Police As Lie Detectors

In a 2004 study out of the University of Portsmouth by Samantha Mann, Aldert Vrij and Ray Bull it was found that police officers were sixty-five percent accurate in detecting lies when they watched the proceedings of an interrogation. This success rate is significantly higher than that which could arise by chance alone and also shows that familiarity with the subjects can have a role in increasing accuracy. Most research thus far has used college students, but this shows that police who frequently deal with suspects might have an advantage reading them over reading others. By a similarly notion, this advantage would theoretically be non-existent for police officers in a business meeting or with regard to a salesperson on a car lot, unless they had particular experience with such matters. This study does tell us that familiarity with the subject and the context can help us in detecting lies.

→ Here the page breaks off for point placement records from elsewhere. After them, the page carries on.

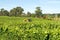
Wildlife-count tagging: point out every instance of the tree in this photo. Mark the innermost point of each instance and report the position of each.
(28, 14)
(16, 11)
(38, 12)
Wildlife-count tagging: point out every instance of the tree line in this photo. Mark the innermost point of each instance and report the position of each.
(19, 12)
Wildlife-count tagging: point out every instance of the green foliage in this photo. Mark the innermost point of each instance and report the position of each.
(38, 12)
(14, 28)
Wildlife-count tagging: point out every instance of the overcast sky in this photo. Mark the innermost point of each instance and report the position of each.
(47, 6)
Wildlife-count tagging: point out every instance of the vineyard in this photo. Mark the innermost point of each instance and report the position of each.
(14, 28)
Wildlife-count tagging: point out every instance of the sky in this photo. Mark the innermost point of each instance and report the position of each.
(47, 6)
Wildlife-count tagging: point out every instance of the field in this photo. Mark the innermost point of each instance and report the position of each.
(14, 28)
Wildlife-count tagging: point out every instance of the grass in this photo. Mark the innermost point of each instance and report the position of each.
(14, 28)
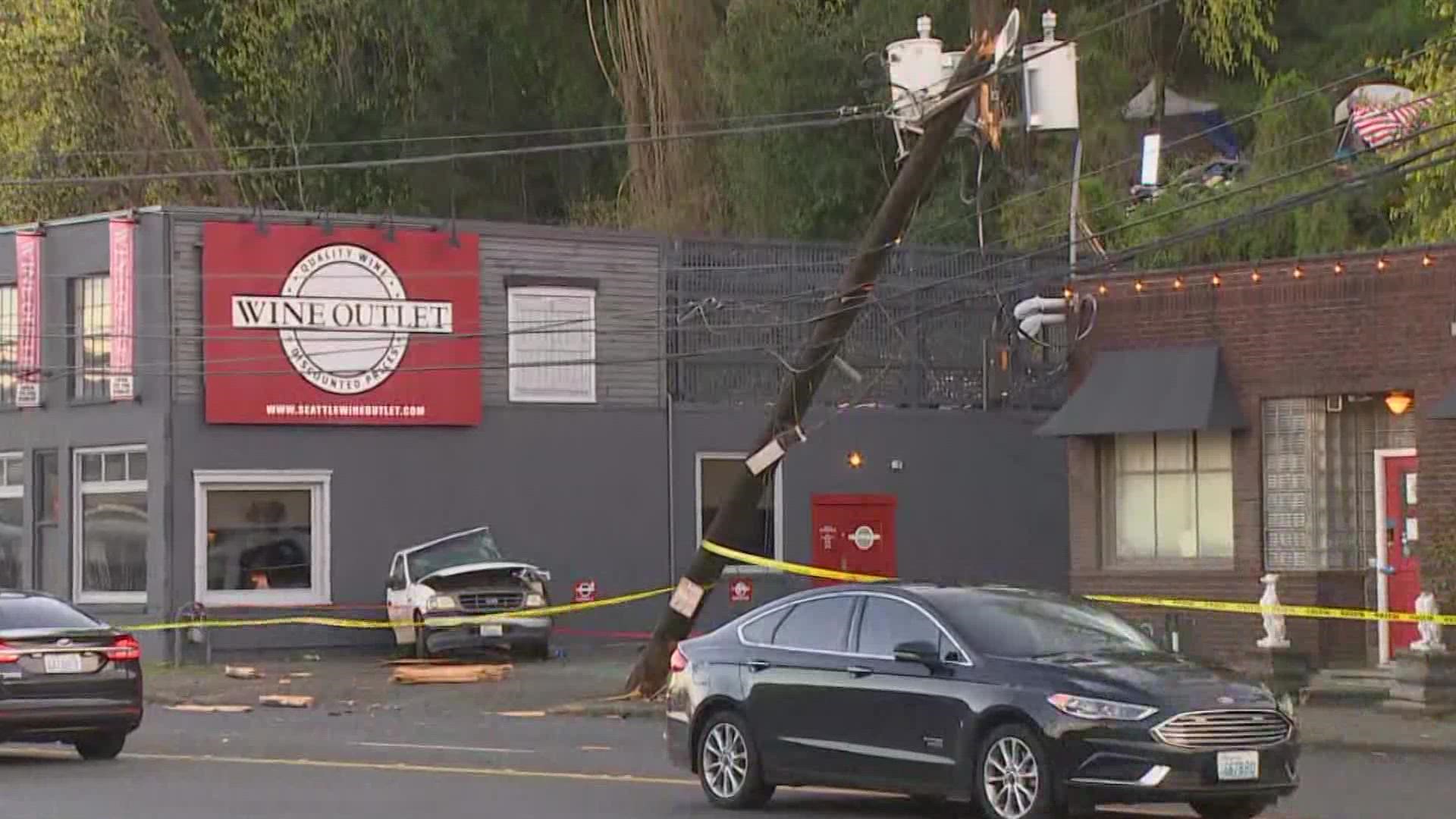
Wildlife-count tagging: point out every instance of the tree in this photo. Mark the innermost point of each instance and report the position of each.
(80, 96)
(1427, 212)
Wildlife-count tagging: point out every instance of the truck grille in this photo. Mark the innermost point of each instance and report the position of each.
(1225, 729)
(490, 601)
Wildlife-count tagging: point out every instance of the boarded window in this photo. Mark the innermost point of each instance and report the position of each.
(1320, 479)
(554, 344)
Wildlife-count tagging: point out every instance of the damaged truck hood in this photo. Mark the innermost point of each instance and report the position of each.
(484, 567)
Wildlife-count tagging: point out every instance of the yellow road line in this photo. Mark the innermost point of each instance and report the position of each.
(479, 771)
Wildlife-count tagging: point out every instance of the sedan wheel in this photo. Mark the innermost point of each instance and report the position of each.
(728, 764)
(1015, 780)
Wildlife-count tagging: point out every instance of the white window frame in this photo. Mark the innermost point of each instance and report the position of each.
(778, 509)
(79, 491)
(1107, 503)
(77, 362)
(516, 391)
(14, 491)
(318, 483)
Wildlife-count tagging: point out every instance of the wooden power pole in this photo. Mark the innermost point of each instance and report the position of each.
(734, 522)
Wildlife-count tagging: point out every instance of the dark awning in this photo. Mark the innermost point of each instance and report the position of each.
(1446, 407)
(1150, 391)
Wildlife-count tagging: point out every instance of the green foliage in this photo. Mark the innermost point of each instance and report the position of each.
(1427, 212)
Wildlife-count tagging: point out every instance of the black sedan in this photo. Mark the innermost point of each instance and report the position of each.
(66, 676)
(1027, 703)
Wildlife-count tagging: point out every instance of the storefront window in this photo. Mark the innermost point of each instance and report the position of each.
(1169, 496)
(12, 519)
(262, 537)
(112, 528)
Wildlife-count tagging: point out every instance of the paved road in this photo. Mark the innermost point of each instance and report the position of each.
(283, 765)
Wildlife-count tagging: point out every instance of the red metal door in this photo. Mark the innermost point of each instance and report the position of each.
(1402, 535)
(855, 534)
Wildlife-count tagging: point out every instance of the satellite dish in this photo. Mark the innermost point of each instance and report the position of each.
(1006, 39)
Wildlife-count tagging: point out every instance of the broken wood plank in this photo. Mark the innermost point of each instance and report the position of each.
(193, 708)
(286, 700)
(416, 675)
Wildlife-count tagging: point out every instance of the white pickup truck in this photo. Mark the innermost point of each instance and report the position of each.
(465, 575)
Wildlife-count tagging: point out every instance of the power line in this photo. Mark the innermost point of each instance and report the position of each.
(1203, 133)
(1400, 168)
(845, 117)
(414, 140)
(843, 114)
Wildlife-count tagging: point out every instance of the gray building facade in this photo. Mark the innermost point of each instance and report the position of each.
(595, 453)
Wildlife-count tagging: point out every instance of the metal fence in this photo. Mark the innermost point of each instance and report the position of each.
(930, 337)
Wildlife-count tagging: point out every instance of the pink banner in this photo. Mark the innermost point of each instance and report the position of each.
(28, 306)
(123, 243)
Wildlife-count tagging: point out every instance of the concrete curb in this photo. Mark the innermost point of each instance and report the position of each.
(625, 708)
(1408, 748)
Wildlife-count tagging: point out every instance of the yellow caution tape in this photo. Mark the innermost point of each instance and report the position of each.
(433, 621)
(1318, 613)
(792, 567)
(1321, 613)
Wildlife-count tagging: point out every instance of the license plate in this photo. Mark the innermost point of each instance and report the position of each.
(63, 664)
(1238, 765)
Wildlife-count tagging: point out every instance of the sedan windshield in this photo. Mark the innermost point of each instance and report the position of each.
(1022, 627)
(22, 613)
(457, 550)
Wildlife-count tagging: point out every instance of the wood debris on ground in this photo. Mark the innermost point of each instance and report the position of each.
(414, 675)
(286, 700)
(193, 708)
(242, 672)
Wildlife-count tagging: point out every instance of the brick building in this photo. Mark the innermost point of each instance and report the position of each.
(1242, 420)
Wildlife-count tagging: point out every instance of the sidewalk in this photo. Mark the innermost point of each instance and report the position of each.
(1372, 729)
(351, 681)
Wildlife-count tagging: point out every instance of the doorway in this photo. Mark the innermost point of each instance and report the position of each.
(1398, 563)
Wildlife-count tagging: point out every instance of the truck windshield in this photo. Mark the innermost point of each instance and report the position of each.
(457, 550)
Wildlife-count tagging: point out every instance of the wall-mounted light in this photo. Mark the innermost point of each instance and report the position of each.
(1398, 401)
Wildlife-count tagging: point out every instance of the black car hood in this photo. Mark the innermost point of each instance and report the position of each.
(1147, 678)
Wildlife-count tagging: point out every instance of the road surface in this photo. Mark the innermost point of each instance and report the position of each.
(383, 765)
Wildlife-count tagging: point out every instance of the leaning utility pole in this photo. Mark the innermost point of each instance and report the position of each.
(733, 523)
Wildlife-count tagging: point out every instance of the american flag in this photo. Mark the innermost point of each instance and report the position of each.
(1381, 126)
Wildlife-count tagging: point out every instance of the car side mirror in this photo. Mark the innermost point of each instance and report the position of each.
(919, 651)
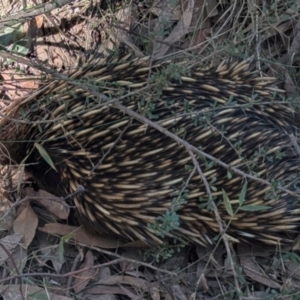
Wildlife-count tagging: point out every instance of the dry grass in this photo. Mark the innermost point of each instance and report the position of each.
(205, 32)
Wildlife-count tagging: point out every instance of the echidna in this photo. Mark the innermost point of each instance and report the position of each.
(137, 181)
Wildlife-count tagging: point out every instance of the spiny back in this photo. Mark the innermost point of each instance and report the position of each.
(135, 176)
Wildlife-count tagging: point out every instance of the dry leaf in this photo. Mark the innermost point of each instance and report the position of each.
(26, 224)
(9, 243)
(18, 86)
(251, 268)
(18, 258)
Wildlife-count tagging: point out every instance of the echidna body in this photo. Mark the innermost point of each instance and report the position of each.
(135, 176)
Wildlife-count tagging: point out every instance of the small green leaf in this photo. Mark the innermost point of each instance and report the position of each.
(254, 207)
(229, 175)
(243, 194)
(227, 203)
(45, 155)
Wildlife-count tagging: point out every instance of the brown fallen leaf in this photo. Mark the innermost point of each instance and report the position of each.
(251, 268)
(9, 243)
(17, 85)
(26, 224)
(53, 204)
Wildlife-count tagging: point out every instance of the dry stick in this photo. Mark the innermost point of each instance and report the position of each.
(33, 12)
(15, 266)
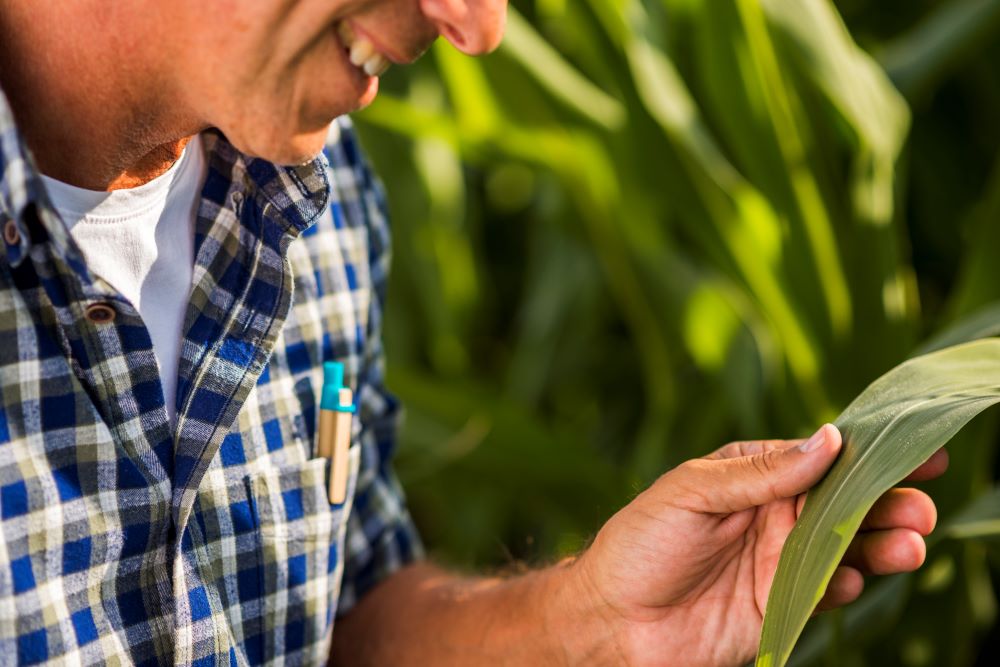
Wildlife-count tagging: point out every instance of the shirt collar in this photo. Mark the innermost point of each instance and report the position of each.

Police manuals give the impression that officers who interview suspects often, are good lie detectors, despite of course the vast research that says otherwise. When the researchers qualified their observations however, they found some surprising findings. Officers who named visual cues such as those mentioned in Inbau’s research, mentioned previously, which forms part of the manual on lie detection for police, such as gaze aversion, unnatural changes in posture, self touching, mouth and eye covering were less likely to be accurate in reading others. In fact, these cues proved counterproductive. Specifically, female participants who claimed to use Inbau’s cues most often where poorer at detecting truths, than the males who did not. In particular, gaze aversion was unhelpful and in fact distracting when analyzing for truth. So despite the moderate success of officers at detecting lies, there still remains severe shortcomings because it was not necessarily due to observations of body language or other anything else that could be described, catalogued, and hence put to use. If an inherent skill amounts to a sixty-five percent success, but one can’t describe that skill in a way that makes it useful to other people, then it simply appears like a hunch. Hunches are not reliable, nor do they meet the scientific principle of reproducibility or have predictive (useful) qualities.